WHAT SPARKED YOUR LOVE OF READING?
My mother was a first grade teacher, so reading aloud was a given. I most vividly remember being read "The Secret Garden" by Francis Hodgson Burnett, and when I was old enough I read it myself, as well as every other book by her that I could find. I loved whenteachers read to the class, and was carried away by "The Wind in the Willows", by KennethGrahame, and "Just So Stories" by Rudyard Kipling. I didn’t discover the Narnia Series until I read it to my own children, and we’ve read them over and over.
WHAT DO YOU LOVE TO READ?
As an adult, I still love fantasy tales, I thoroughly enjoyed "The Magicians" - a sort of much darker adult Narnia/Harry Potter tale by Lev Grossman, as well as "The Discovery of Witches" Trilogy by Deborah Harkness. Harkness has a new book out now – "Time’s Convert" which I will read as soon as possible! "1Q84" by Haruki Murakami also has a fantastical bent to it that I quite enjoyed.

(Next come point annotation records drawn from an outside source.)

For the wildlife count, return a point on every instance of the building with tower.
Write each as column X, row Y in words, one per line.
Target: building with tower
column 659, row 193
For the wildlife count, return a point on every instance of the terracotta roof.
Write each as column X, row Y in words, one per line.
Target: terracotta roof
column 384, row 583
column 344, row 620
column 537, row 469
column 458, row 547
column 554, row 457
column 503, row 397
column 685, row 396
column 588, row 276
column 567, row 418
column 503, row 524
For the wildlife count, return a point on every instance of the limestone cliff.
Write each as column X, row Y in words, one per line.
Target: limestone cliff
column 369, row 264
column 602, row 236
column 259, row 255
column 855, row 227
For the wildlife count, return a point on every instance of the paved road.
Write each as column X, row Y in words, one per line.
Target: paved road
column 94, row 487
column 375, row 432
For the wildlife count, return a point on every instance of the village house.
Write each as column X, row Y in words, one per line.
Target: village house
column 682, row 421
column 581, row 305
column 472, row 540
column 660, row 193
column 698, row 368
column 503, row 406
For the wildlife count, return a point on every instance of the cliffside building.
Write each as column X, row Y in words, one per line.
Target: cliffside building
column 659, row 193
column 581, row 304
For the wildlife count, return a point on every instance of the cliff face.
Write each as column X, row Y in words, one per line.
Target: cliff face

I adore contemporary fiction, especially novels that discuss characters with complicated relationships- I guess my first obsession was anything by Doris Lessing, especially "The Golden Notebook". The book "A Little Life" by Hanya Yanagihara heart breaking but so compelling it hurts to read this, (so beware!) but it was also beautiful. More complicated characters- "Lila" by Marilynne Robinson, "The Art of Fielding" by Chad Horbach, "A Prayer for Owen Meany" by John Irving, "Extremely Loud and Incredibly Close" by Jonathan Safran Foer, "The Power of One" by Bryce Courtenay, "A Guide for the Perplexed" by Dara Horn, "The Nix" by Nathan Hill, and everything by Elizabeth Strout.

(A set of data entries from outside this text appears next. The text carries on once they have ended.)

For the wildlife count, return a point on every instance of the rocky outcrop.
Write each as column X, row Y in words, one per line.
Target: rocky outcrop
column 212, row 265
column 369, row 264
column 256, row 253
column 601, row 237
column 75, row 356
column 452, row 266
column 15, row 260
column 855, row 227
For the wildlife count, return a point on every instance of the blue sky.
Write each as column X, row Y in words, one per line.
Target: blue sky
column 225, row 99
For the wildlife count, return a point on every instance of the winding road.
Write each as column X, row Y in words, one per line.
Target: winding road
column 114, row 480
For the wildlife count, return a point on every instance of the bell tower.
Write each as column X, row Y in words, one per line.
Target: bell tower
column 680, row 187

I am a lover of natural science, so real stories about nature and animals appeal to me, as well as novels that contain truths about nature. Everything I have read by Barbara Kingsolver including her latest- "Unsheltered" contains so much about natural science interwoven with compelling narratives. I felt the same way about "The Signature of All Things" by Elizabeth Gilbert. "The Hungry Tide" by Amitav Ghosh takes place in the Sunderbans in India, very much in the news now due to extreme flooding. Because I am drawn to books about animals, I have unwittingly read many books by the same author- Sy Montgomery ("The Soul of an Octopus", "The Good Pig",- and on the counter now-"How to Be a Good Creature.")

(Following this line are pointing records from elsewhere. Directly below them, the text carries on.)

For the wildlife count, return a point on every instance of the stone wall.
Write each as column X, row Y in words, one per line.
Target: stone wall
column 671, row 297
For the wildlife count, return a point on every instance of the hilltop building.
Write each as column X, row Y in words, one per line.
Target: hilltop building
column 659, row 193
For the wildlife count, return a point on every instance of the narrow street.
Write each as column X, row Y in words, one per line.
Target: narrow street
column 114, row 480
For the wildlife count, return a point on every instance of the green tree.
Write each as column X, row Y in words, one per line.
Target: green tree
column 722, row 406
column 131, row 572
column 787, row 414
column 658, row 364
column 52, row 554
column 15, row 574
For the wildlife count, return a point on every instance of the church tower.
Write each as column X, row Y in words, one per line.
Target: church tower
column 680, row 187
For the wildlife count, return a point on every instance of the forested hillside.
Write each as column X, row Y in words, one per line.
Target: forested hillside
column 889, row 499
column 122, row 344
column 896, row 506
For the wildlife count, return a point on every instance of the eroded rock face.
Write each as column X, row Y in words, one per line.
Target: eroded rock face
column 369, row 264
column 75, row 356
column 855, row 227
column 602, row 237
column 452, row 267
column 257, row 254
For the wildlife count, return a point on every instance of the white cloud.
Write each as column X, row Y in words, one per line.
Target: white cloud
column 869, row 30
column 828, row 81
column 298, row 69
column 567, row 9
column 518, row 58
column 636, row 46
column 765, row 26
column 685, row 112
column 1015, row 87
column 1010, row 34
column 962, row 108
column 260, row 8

As an artist, I also love books which have stories about art or as in "The Goldfinch," by Donna Tartt and "The World to Come" by Dara Horn, books that feature a particular painting in the storyline. Robin Black’s book "Life Drawing" features an artist as the main character. B.A. Shapiro books "The Art Forger" and "The Muralist" both had interesting historical and art aspects.